There is nothing "dignified" about dying in a hospital. The whole time I was there I saw only one "death with dignity." This was an elderly man who came in gasping with pulmonary edema. At the time, one of the drugs used to treat pulmonary edema was intravenous aminophylline, which came in a glass ampule. Up until that time, whenever I had seen aminophylline given, it was diluted in a piggyback IV bottle (this was before IV bags) and added to the main IV, so that the drug would flow in slowly. However, this doctor, who was a pediatrician, ordered that the aminophylline be drawn up into a syringe undiluted. The doctor took the syringe and injected the drug as a "push" bolus. The patient immediately took one last breath, closed his eyes, and died, just like in the movies. Both his daughters were there to witness his last moment. It was extremely touching to me, even though by that time I was as cynical and hardened as the crustiest of nurses.
All the other death scenes were awful. Don't die in a hospital, if at all possible.
As for the living patients, there was as much variety as you could imagine. It is hard to make observations that would describe them as a group. One thing that I did notice to be almost universal was their reluctance to pay for the services they received (boy, thats really changed a lot, hasn't it?) We were required to attempt to collect a $12 ER registration fee at the front desk. The invariable response to this request was, "I guess if I wuz dyin' you'd want your money 'fore you took care of me, right?"
Our equally invariable reply was, "Nope, but you're not dying, right?" (Back then, you could get away with being a lot more sarcastic with the patients, and -- God forgive me -- I was as bad as anyone in that regard)
The most scary thing that happened to me was when I was wheeling a comatose young man to x-ray. Since x-ray was not normally staffed at night, we had had to call in a tech to do the films, but he had not yet arrived. I was told to get the patient up there anyway, so I went ahead. As soon as I got on the elevator, the patient stopped breathing. I was then sealed in the elevator with the patient, trying to decide what to do. I had no Ambu bag or any other type of resuscitation equipment. The only training I could fall back on was what was taught in Boy Scouts, which was far short of that which one learns in a modern Red Cross Basic Life Support course. The patient still had a pulse, but no observable respiration, so I elected to try mouth-to-mouth. Extending his neck and sealing my lips over his, I blew mightily into his mouth, only to receive a huge bolus of snot into my left ear. I had forgotten to pinch his nose closed! Correcting the oversight, I occluded the nose, blew again, and was gratified to see his chest rise. A few more breaths, and he was breathing spontaneously again. Whew!

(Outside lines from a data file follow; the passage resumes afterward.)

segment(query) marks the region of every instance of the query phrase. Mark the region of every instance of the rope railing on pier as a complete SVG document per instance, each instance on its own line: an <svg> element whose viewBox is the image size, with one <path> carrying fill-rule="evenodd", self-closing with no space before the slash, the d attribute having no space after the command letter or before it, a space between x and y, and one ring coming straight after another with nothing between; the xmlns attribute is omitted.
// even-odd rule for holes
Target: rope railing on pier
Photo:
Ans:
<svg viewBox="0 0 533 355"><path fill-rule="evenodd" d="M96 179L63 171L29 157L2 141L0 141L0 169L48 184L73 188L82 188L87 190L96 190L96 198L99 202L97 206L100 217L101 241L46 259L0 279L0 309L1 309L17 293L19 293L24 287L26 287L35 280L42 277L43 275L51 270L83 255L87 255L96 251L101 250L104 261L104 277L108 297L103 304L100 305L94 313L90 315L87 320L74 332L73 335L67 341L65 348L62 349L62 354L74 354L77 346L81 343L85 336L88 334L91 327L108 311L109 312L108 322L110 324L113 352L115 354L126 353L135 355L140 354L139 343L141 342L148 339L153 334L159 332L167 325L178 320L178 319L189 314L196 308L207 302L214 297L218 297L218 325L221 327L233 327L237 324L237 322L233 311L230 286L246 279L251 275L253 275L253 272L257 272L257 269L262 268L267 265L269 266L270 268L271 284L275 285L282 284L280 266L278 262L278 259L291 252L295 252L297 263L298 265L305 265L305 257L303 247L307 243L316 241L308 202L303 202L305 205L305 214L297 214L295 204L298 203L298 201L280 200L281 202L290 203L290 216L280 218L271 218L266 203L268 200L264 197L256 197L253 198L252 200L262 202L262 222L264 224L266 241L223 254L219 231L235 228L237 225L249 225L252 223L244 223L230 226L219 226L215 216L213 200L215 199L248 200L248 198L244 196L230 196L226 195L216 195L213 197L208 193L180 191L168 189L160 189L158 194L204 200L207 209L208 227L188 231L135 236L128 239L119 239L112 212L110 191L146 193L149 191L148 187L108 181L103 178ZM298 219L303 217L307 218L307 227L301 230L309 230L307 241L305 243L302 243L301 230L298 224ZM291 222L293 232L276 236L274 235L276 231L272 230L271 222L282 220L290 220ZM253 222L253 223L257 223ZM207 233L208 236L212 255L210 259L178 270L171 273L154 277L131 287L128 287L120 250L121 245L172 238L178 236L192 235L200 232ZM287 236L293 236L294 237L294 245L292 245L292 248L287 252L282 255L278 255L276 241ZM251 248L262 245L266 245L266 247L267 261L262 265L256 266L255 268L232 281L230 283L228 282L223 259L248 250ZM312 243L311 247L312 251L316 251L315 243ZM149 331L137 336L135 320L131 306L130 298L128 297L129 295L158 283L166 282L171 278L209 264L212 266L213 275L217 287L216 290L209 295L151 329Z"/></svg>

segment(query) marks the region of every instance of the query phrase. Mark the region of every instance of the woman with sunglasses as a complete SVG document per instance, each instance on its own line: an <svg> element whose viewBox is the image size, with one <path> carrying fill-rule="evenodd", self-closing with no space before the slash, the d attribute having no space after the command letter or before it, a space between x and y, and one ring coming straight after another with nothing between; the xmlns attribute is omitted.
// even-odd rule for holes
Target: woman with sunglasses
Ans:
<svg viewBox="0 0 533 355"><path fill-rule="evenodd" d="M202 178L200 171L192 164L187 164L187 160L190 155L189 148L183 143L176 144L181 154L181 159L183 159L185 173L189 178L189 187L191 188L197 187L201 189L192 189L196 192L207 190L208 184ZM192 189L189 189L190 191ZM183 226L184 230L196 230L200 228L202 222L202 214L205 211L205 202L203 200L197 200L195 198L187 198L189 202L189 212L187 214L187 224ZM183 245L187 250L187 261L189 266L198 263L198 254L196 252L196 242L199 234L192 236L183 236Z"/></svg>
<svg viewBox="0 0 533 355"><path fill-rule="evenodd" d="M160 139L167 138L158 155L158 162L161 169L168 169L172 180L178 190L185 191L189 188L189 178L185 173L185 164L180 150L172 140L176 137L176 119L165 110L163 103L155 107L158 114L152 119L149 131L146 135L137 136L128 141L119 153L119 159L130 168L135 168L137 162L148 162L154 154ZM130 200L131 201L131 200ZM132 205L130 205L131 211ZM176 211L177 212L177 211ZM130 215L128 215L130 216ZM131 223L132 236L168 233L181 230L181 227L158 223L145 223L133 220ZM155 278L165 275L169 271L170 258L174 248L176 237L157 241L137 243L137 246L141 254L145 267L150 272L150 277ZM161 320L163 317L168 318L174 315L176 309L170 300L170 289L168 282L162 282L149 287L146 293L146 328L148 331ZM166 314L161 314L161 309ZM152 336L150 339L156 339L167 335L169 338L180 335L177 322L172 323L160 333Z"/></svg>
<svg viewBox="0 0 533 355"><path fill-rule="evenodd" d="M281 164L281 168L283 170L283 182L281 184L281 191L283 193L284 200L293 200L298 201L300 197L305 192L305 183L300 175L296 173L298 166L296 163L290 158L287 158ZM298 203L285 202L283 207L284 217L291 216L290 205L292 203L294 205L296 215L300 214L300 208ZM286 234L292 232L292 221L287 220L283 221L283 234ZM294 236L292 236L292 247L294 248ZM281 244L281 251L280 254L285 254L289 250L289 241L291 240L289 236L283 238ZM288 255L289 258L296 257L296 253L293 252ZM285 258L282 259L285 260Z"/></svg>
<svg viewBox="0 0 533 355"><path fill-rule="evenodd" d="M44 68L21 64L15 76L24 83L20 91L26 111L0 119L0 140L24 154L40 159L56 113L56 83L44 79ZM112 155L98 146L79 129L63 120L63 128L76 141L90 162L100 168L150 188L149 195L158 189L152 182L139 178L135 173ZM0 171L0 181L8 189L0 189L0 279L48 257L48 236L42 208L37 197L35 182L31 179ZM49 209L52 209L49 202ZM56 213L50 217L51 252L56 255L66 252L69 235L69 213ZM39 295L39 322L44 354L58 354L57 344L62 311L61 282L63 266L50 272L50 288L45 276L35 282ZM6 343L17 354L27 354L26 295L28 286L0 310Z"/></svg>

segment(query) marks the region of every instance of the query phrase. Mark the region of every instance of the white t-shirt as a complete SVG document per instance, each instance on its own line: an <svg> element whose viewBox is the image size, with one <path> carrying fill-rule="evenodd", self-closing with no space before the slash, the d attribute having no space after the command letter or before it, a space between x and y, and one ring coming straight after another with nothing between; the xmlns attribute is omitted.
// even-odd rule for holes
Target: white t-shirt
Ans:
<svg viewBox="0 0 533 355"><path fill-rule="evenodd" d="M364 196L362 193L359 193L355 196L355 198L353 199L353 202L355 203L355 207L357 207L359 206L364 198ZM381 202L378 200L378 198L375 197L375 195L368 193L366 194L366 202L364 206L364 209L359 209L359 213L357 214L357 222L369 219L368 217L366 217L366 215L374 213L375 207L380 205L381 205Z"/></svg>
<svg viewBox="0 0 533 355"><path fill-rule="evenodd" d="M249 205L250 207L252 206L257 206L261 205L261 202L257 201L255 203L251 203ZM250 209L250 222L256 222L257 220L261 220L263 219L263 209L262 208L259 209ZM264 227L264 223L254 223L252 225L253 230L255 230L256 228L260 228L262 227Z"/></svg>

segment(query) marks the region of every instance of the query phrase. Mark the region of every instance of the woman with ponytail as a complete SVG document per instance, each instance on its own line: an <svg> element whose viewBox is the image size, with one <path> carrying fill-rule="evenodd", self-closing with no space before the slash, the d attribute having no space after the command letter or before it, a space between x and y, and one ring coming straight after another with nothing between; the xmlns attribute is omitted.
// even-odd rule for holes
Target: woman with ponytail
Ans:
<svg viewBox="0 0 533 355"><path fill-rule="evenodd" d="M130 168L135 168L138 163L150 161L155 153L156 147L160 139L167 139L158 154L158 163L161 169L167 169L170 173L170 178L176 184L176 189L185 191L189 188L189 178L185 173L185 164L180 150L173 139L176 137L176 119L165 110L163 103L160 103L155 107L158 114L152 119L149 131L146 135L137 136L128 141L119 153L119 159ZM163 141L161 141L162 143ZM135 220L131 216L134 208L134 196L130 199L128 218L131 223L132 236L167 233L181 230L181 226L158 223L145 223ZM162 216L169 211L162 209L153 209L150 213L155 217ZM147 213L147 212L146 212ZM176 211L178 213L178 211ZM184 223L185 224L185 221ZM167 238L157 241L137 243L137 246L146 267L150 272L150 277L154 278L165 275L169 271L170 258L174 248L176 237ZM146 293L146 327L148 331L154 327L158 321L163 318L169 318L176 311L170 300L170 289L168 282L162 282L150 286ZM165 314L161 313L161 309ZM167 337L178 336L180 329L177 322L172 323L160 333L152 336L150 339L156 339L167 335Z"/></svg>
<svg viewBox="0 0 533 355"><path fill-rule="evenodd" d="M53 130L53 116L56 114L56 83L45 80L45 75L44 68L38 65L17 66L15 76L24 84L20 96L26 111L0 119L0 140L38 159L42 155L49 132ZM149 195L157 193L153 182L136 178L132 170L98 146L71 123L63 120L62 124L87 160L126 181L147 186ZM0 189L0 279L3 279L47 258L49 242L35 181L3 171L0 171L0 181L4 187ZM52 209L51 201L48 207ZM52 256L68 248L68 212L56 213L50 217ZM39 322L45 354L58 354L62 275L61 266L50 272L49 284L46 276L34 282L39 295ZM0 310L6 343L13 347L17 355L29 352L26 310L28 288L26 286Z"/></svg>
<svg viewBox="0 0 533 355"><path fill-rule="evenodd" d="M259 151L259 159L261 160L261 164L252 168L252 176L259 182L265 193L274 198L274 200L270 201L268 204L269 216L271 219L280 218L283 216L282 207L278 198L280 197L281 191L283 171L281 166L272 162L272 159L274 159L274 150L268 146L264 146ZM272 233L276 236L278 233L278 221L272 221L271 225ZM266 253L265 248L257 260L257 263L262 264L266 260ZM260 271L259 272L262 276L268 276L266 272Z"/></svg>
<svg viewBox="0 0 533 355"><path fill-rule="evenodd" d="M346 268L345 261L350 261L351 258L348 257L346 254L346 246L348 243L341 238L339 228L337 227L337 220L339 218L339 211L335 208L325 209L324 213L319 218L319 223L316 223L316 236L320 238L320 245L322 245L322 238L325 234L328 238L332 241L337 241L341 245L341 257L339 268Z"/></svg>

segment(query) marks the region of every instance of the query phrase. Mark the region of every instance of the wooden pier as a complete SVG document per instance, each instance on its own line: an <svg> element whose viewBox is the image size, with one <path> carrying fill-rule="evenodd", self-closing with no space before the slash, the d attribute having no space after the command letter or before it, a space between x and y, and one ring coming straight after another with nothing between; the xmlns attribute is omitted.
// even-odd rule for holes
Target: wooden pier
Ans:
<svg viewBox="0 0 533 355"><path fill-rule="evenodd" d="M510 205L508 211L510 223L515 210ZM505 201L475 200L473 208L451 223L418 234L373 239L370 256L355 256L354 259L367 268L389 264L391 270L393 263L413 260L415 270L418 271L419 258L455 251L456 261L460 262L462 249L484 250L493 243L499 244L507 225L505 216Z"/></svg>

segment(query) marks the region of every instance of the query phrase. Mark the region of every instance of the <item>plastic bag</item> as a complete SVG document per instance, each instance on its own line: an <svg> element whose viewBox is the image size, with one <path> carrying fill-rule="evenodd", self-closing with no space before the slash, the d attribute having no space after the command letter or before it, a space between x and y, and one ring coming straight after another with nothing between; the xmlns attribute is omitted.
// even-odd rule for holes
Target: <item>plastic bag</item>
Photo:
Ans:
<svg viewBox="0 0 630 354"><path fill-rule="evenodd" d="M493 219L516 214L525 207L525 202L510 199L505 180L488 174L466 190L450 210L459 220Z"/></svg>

Cooper Hospital was bought by a large hospital corporation while I was still there. Eventually, the hospital expanded and put in a proper CCU with multiple beds and remote monitoring. The medical group brought in a few more staff physicians, but the good ones eventually moved on, leaving those who were marginal at best. Ultimately the hospital was closed and converted into some sort of rehab/extended care facility. Physician-owned hospitals are virtually extinct in the US, which is fine with me. When the kids own the playground, there's just a little too much temptation to break the rules.